The parts that are good are really good. The opening scene, in which we witness what goes into Christian Bale's elaborate combover, had me ready to immediately thrust the movie into contention as one of my favorites of the year. It does get some other big laughs, too.

But "sprawling" is too tame a word for this movie, and it can rarely find its center. I've read reviews in which it has been called a variety hour, and that's a good way of describing what you're getting here. Russell is certainly going for that, but he wants to have it both ways -- he wants the lighter moments of Goodfellas as well as some of its darker moments (though certainly not as dark). (If you're wondering about the Goodfellas comparisons, they're inescapable, most notably in the use of voiceover and the wall-to-wall contemporaneous pop music soundtrack.)

There's no doubt I was entertained by this movie, but I was also perplexed. It's the ultimate spaghetti-against-the-wall 70s movie romantic comedy heist movie drama. With bad hair.

However, just seeing this movie gave me a certain delight. For months now I have been feeling behind the U.S. in terms of new movies, and the feeling has only become more acute with the annual onslaught of holiday prestige pictures. At least here's one I wouldn't have to wait until February to see.

The movie I saw last Monday -- The Spectacular Now -- was released back in August in the U.S. But this week, it handed off the baton to something that hadn't even been released everywhere in the very country whose name appears in its title.

One step forward, two steps back ... and those two steps are Drinking Buddies and Short Term 12, next in my sights upon finally getting their release next week.

You can't have everything, I guess. Unless you're Russell in American Hustle, and then I guess you can.

2 comments:

Nick Prigge said...

"It's the ultimate spaghetti-against-the-wall 70s movie romantic comedy heist movie drama. With bad hair." THAT is the perfect pitch. Pitch me that movie, I'm seeing it. I'm making it. I'm greenlighting it.

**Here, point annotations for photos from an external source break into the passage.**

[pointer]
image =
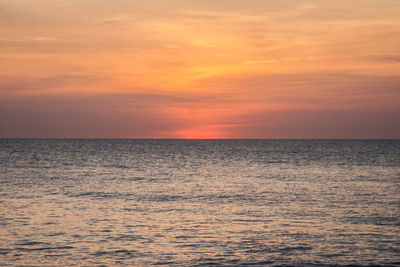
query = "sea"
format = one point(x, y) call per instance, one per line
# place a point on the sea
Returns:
point(112, 202)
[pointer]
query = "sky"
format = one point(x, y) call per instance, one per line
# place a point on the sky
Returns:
point(288, 69)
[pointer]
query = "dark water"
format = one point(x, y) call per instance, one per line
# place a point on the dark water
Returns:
point(199, 202)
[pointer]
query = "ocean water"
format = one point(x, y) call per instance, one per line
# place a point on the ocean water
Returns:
point(199, 202)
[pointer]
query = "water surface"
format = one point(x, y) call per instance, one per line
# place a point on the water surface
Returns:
point(199, 202)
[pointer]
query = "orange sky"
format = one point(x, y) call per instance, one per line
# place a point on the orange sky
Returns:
point(200, 68)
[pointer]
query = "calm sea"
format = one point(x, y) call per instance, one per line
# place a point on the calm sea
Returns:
point(199, 202)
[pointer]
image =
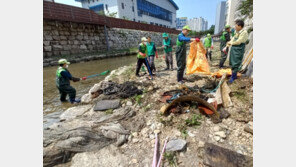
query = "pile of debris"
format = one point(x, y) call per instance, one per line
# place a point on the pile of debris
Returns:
point(199, 100)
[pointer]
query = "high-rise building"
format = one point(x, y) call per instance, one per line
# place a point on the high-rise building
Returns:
point(181, 22)
point(220, 17)
point(198, 24)
point(231, 8)
point(161, 13)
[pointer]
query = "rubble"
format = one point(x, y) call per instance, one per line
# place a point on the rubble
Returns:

And, of course, that probably explains why I love "American Hustle" so much. I'm planning on forcing my family to see this with me when I'm home for Christmas so maybe a second look will change my view and feel it flaws (which I wholly admit are there) more, but as it stands now.....if there was ever a movie that won me over in spite of its flaws, it's this one. I just had a blast with it.

Vancetastic said...

I love moments in this film. There are few dreamier images I saw in 2013 than Bale and Adams kissing as the dry cleaning carousel goes around them. I just wish it was more consistently thought through.

As an example ... the one (one!) negative review that was available on Metacritic mentioned Louis CK's character and the fact that Bradley Cooper assaults him with a phone, an act that would ordinarily leave him out of a job and possibly jailed. In this movie it has no consequences. Why even include it?

There are parts of this movie that, no doubt, are incredibly fun. I guess the difference between you and me is whether we think it's sloppy in a good way or sloppy in a bad way.